My question is as follows:
Is there any benefit from splitting the linear transformation to two matrices and learning the factors instead of learning the original one, i.e., if $\mathbf{W} = \mathbf{AB}$, then learn $\mathbf{A}$ and $\mathbf{B}$ instead of learning $\mathbf{W}$? Are there any mathematical properties of such factoring that make it useful?
Unfortunately, I am unable to find a mathematical term for this matrix factorization (if this is a proper term to use), so it would be great if someone can tell me what should I be reading about.
Also, the only benefit I could find is that if $\mathbf{A} \in \mathbb{R}^{m \times q}, \mathbf{B} \in \mathbb{R}^{q \times n}$ and $q < n$, the number of parameters needed would be $(n + m) \times q$ instead of $n \times m$.
Yes there are lots of pro:s of doing that. Finding good factorizations can lead to more efficient algorithms in natural sciences and engineering.
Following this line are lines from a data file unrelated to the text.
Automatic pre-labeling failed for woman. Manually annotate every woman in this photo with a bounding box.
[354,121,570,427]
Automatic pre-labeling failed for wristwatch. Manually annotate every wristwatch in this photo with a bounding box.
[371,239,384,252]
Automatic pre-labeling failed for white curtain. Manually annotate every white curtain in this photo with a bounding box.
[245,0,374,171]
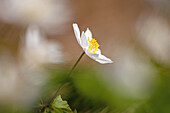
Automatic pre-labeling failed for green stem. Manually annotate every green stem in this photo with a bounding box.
[41,51,85,113]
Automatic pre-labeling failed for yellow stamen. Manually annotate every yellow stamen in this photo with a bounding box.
[88,37,100,53]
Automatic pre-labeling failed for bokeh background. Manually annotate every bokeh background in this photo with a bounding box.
[0,0,170,113]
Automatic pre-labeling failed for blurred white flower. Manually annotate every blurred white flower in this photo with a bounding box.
[21,25,63,67]
[73,24,112,64]
[0,0,70,33]
[108,48,155,99]
[0,51,47,108]
[137,15,170,64]
[0,53,19,100]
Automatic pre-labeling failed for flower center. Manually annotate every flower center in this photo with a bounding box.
[88,37,100,53]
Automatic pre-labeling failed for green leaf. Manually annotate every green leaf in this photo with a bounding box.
[47,95,77,113]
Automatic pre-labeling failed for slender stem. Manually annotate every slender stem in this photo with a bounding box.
[42,51,85,112]
[68,51,85,76]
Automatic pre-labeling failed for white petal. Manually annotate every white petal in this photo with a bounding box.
[73,23,80,44]
[85,49,113,64]
[85,28,92,40]
[80,31,89,48]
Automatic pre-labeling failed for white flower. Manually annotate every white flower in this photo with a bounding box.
[73,24,112,64]
[0,0,70,33]
[22,25,63,65]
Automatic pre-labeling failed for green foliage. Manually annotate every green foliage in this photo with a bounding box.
[44,95,77,113]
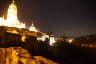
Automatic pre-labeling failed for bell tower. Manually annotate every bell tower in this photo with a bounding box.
[7,0,17,22]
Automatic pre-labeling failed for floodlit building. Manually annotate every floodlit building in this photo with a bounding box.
[0,0,26,28]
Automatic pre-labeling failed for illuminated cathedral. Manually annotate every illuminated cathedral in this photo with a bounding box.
[0,0,55,43]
Maybe one of the most famous ones, the FFT ( Fast Fourier Transform ) can indeed be interpreted as a matrix factorization.
The original matrix is dense ( has no values equal to $0$, but in the FFT factorization each row of each factor matrix has only a small prime number of non-zero entries, usually $2$ non-zero values and there is only $\log_2(N)$ such matrix factors.
Now the FFT is factoring more than once and into more than two matrices, but this can be done step-by-step in a systematic fashion where each step splits one matrix into two.